# Dodo juice products



## tristan2 (Sep 28, 2010)

I'm going to buy some products ready for my new car in June,what do I need and where do you guys buy it from?


----------



## darylbenfield (Jun 29, 2011)

Try http://www.cleanyoucar.co.uk and an awesome wax is Bouncer's 22 distributed by Dodo.

A TT with Bouncers applied I done yesterday. A wash and sealant option.

(Drivers side on your right).


----------



## jgp-tt (Feb 22, 2010)

Bloody hell Daryl, that is a mirror not a car panel!
Well impressed with all of the images you post of your handy work


----------



## darylbenfield (Jun 29, 2011)

jgp-tt said:


> Bloody hell Daryl, that is a mirror not a car panel!
> Well impressed with all of the images you post of your handy work


Cheers dude, it's an easy wax to work with and only around £30. Obviously a decent prepared base works wonders too.


----------



## eviled (Jan 18, 2013)

I can vouch for their yellow clay and lube

very fine so takes a bit longer but I had no marring as all


----------



## D4n91 (Apr 9, 2013)

I like their products, well the ones I've used.
Dodo juice red mist tropical (sealant) 









Dodo juice supernatural wax


----------



## jamman (May 6, 2002)

darylbenfield said:


> Try http://www.cleanyoucar.co.uk and an awesome wax is Bouncer's 22 distributed by Dodo.
> 
> A TT with Bouncers applied I done yesterday.

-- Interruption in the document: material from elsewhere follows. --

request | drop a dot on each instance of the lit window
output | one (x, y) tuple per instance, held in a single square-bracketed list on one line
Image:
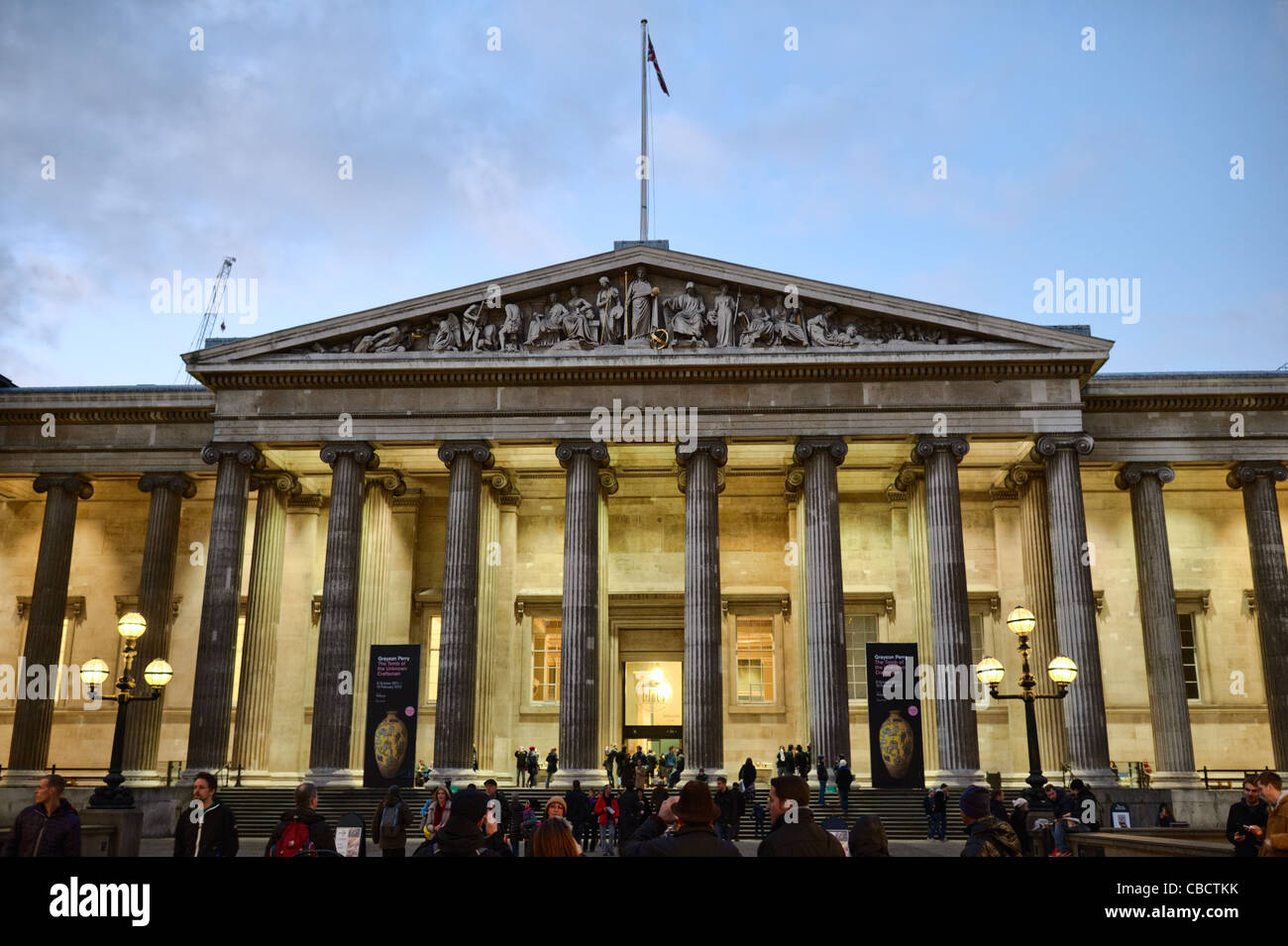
[(546, 641), (755, 657), (1189, 656), (861, 630)]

A wash and sealant option.
> 
> (Drivers side on your right).


Errrrr wow :mrgreen: :mrgreen: :mrgreen: :mrgreen: :mrgreen:

Lionk isn't working mate I'm guessing....

http://www.cleanyourcar.co.uk


----------



## darylbenfield (Jun 29, 2011)

That's the one!


----------



## oz_p (Feb 7, 2011)

Wow thats pretty amazing, how did you achieve that finish and with what wax?


----------



## darylbenfield (Jun 29, 2011)

oz_p said:


> Wow thats pretty amazing, how did you achieve that finish and with what wax?


Hi mate the car was detailed by myself a year or so ago, and is maintained by me too. It was just booked in for an enchancement detail, so fine polish and glazes were used to give a great base for the wax. I've used alot of different sealants and waxes on this dolomite grey colour, Bouncer's 22 seems to fit the bill best, and gives it that bit 'extra'.


----------



## darylbenfield (Jun 29, 2011)

oz_p said:


> Wow thats pretty amazing, how did you achieve that finish and with what wax?


Oz your only in London, I'm over in Essex - best book yours in! :wink: 8) 8)


----------



## oz_p (Feb 7, 2011)

darylbenfield said:



> oz_p said:
> 
> 
> > Wow thats pretty amazing, how did you achieve that finish and with what wax?
> ...


haha I have been thinking about it mate  The winter weather ie ice and snow has messed up my paintwork, got lots of surface scratches, can they be removed/fixed by someone like yourself or is it bodyshop time??

I also have a massive deep scratch on the rear quarter that I want fixing but need to find the cash & time to have it done :-(

Ross


----------



## darylbenfield (Jun 29, 2011)

Bring it down or email some pics over to [email protected]


----------



## oz_p (Feb 7, 2011)

darylbenfield said:


> Bring it down or email some pics over to [email protected]


Ok cheers, I'll take some pics over the weekend & email & see what you think can be done


----------



## darylbenfield (Jun 29, 2011)

No worries look forward to seeing them!


----------